Опять по радио – ангельское пение:
– Адони ашофет, адони ашофет…[67].
Опять крик комдива:
– Ты у меня попоешь и попляшешь. Я тебя засеку.
Тишина – пронзительно-долгая. При напряженном вглядывании и вслушивании – странное ощущение бестревожности, хотя Битерман и особенно объявление повышенной боевой готовности вселили в нас неясную горечь ожидания чего-то: ведь по словам тех, кто здесь раньше нас, такая готовность в ночь объявлена впервые. С другой стороны никаких особых указаний не дано, кроме обычных: быть бдительным, следить в оба. И это успокаивает. Граница здесь, как правило, спокойная, заповедник дикой жизни на довольно обширных и плоских солончаках Йотваты. От просторной рощи высоченных пальм у шоссе, в тени которых обычно останавливаются туристы, катится вал кустов и деревьев, разрежаясь полянками, где можно увидеть лань или цесарку, с торчащим на голове, как у индейцев, пучком цветных перьев. Вал зелени обрывается иорданской границей. Солончаки, как бы освободившись от растительности, с редкими кустами и деревьями, которые они волокут на своей продубленной солями шкуре, в два прыжка добегают до подножья гор и, сменив солончаковую шкуру на верблюжьего цвета суглинистую, начинают карабкаться сразу и вверх, обтягивая ребра скал.
Одна земля, единой шкурой обтянутая. Но – граница. Мгновенно сменяющееся переживание одного пространства: здесь – пан, там – пропал.
Заповедник живет ночной жизнью: дышит, лопочет, попискивает, как только "джип" заглушит мотор.
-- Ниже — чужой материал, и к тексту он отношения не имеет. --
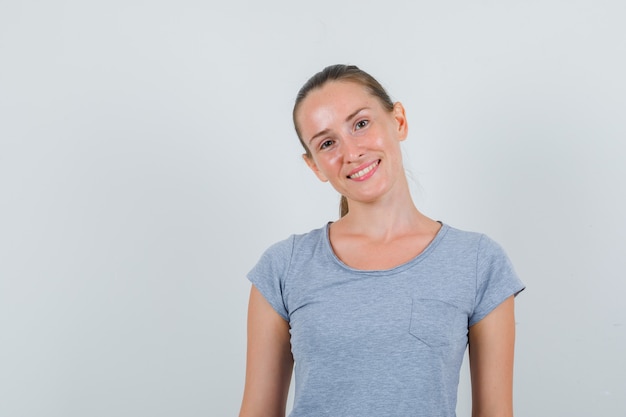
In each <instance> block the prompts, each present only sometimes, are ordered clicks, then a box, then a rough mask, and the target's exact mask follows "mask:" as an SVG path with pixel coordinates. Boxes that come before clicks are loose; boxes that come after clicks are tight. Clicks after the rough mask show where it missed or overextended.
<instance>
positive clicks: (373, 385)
mask: <svg viewBox="0 0 626 417" xmlns="http://www.w3.org/2000/svg"><path fill="white" fill-rule="evenodd" d="M248 279H249V280H250V281H251V282H252V284H254V285H255V286H256V288H257V289H258V290H259V291H260V292H261V294H263V296H264V297H265V298H266V299H267V301H268V302H269V303H270V304H271V305H272V307H273V308H274V309H275V310H276V311H277V312H278V314H280V315H281V316H282V317H283V318H284V319H285V320H286V321H288V322H289V326H290V333H291V352H292V354H293V358H294V360H295V383H296V386H295V397H294V408H293V411H292V413H291V414H290V416H291V417H304V416H314V417H320V416H332V417H342V416H343V417H370V416H371V417H384V416H390V417H391V416H393V417H409V416H424V417H438V416H442V417H443V416H445V417H452V416H455V408H456V397H457V389H458V383H459V371H460V367H461V362H462V360H463V354H464V352H465V349H466V347H467V341H468V338H467V336H468V328H469V326H472V325H473V324H475V323H477V322H478V321H480V320H481V319H482V318H483V317H485V316H486V315H487V314H488V313H489V312H491V311H492V310H493V309H494V308H495V307H497V306H498V305H499V304H500V303H501V302H502V301H504V300H505V299H506V298H508V297H509V296H511V295H515V294H517V293H519V292H520V291H521V290H522V289H524V285H523V284H522V282H521V281H520V280H519V279H518V277H517V275H516V274H515V272H514V270H513V267H512V265H511V263H510V261H509V259H508V258H507V256H506V255H505V253H504V252H503V250H502V249H501V248H500V246H498V244H497V243H495V242H494V241H492V240H491V239H489V238H488V237H486V236H485V235H481V234H478V233H471V232H464V231H461V230H458V229H455V228H452V227H450V226H448V225H445V224H444V225H443V226H442V228H441V229H440V231H439V233H438V234H437V236H436V237H435V239H434V240H433V241H432V242H431V243H430V244H429V245H428V247H426V249H425V250H424V251H423V252H422V253H421V254H420V255H418V256H417V257H415V258H413V259H412V260H410V261H409V262H407V263H405V264H402V265H399V266H397V267H395V268H392V269H388V270H381V271H361V270H357V269H354V268H351V267H349V266H347V265H345V264H344V263H343V262H341V260H339V258H337V256H336V255H335V254H334V252H333V250H332V248H331V245H330V241H329V239H328V225H326V226H325V227H323V228H320V229H316V230H313V231H311V232H309V233H306V234H303V235H294V236H291V237H289V238H288V239H286V240H284V241H281V242H278V243H276V244H274V245H273V246H271V247H270V248H269V249H268V250H267V251H266V252H265V253H264V254H263V256H262V257H261V259H260V261H259V262H258V263H257V265H256V266H255V267H254V268H253V269H252V270H251V271H250V273H249V274H248Z"/></svg>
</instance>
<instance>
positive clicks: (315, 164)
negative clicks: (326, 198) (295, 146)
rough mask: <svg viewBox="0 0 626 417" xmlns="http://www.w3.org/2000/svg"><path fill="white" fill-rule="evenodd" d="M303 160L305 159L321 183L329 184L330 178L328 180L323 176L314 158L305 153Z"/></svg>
mask: <svg viewBox="0 0 626 417" xmlns="http://www.w3.org/2000/svg"><path fill="white" fill-rule="evenodd" d="M302 159H304V162H306V164H307V165H308V166H309V168H311V171H313V173H314V174H315V175H316V176H317V178H319V180H320V181H322V182H328V178H326V176H325V175H324V174H322V172H321V171H320V170H319V168H317V164H315V161H314V160H313V158H311V157H310V156H308V155H307V154H305V153H303V154H302Z"/></svg>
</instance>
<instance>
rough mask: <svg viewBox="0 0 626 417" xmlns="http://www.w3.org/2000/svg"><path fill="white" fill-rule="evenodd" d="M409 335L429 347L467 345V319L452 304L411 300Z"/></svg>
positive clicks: (430, 301) (431, 300) (436, 301)
mask: <svg viewBox="0 0 626 417" xmlns="http://www.w3.org/2000/svg"><path fill="white" fill-rule="evenodd" d="M409 333H411V334H412V335H413V336H415V337H416V338H417V339H419V340H420V341H421V342H422V343H424V344H426V345H427V346H429V347H441V346H447V345H450V344H455V343H457V342H459V341H460V340H463V339H464V340H465V341H466V343H467V317H466V316H465V315H464V314H463V313H462V312H461V311H460V310H459V309H458V308H456V307H455V306H453V305H452V304H448V303H446V302H443V301H439V300H426V299H413V300H412V306H411V325H410V328H409Z"/></svg>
Проезжаем участок, останавливаемся. Замираем на какое-то время. Опять движемся.
В одну из внезапно наступивших пауз – слабое колыхание фортепьянных звуков из транзистора, который Бени прижал к уху, концерт Артура Рубинштейна, кажется, записанный в Вене.
Звуки испаряются в древней синайской ночи, у подножья Моавитских гор, как невидимый пар над чашкой кофе, о котором приходится только мечтать.
Скрытый огонь души в этих звуках проступает мгновенной связью с теми, кто пять тысяч лет назад нес ночную стражу у края стана Израилева, лежа в засаде, слыша ангельское пение высот и не подозревая, что лежит у подножья мировой истории.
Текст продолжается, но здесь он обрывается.